He went on to criticise a Conservative paper advocating repeal of the Human Rights Act and an approach which would invoke human rights laws only in “the most serious cases”. Pointing out that most decisions have been taken by our own courts, he concludes:
“The effect will not be to free our courts from following Strasbourg decisions—something they are already doing … but of reducing their ability to apply Convention principles to individual cases”.
He describes that as “a recipe for chaos”.
To these strictures from such an eminent source must be added some observations from the Joint Committee on Human Rights published on 11 March. The committee drew Parliament’s attention to,
“the strikingly small number of declarations of incompatibility made by UK courts under the Human Rights Act during the lifetime of this Parliament, which confirms the significant downward trend in the number of such declarations since the Human Rights Act came into force in 2000”.
The report also welcomed the process of ECHR reform and the,
“increasing prominence … gradually being given”,
to the role of national parliaments,
“in scrutinising the implementation of Court judgments and … Convention compatibility”.
It went on to assert that the UK Government are,
“in a good position to provide strong leadership on this question”.
That of course would cease to be the case if the UK withdrew from it. Could the Minister indicate when the Government will be responding to the committee’s report containing these and other recommendations and observations?
There are of course matters other than the Government’s important, if deplorable, intentions toward the convention and court, which have been considered in this debate. One is the response to the report of Mr David Anderson, the Independent Reviewer of Terrorism Legislation, and his key calls for judicial oversight of all interception warrants and some communications data—a call backed by my right honourable friend the shadow Home Secretary Yvette Cooper—for a new law to comply with international human rights safeguards and for investigatory powers tribunal rulings to be subject to appeal on matters of law. Many of us will have noticed, with regret, the frigid response of the Home Secretary to the proposal for judicial oversight in particular.
We in your Lordships’ House will be debating the role of the Lord Chancellor next Tuesday. That will perhaps be a more appropriate occasion to welcome the arrival of a successor to Mr Grayling, but many of us will have read Mr Gove’s speech to the Legatum Institute with interest. In fairness, it was about reform of the justice system, but one might have hoped for a reference to some of the issues we are debating today, not least the topic of judicial review, a critical tool in upholding human rights and civil liberties—if I might venture a slightly critical note of the noble and learned Lord, Lord Wallace, I would say that the Liberal Democrats of course supported the late Government’s restrictions on judicial review—but also relevant to such matters as the conditions of our overcrowded prisons and asylum centres. Too often, they are an affront to human dignity and very much raise the issue of civil liberties and human rights. Could the Minister indicate whether the Lord Chancellor will conduct, in addition to the review of legal aid, a review into the changes to judicial review?

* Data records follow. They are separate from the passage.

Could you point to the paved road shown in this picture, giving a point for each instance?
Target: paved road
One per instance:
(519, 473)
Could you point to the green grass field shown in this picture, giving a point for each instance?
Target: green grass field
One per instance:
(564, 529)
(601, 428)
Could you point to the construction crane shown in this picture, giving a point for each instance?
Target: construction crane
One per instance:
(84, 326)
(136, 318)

The House will be grateful to the noble and learned Lord, Lord Wallace, not only for his very distinguished service to the law—in particular in your Lordships’ House and as a member of the last Government—but for affording us the opportunity for this debate. On behalf of the Opposition, I thank all noble Lords who have contributed to it. I am sure that we are all very much looking forward to the Minister’s reply. I hope that the Government will reflect very carefully before proceeding with very substantial changes to the culture that has been built up in the last few decades, underpinned particularly by the Human Rights Act, in a way that would damage our system but also our reputation.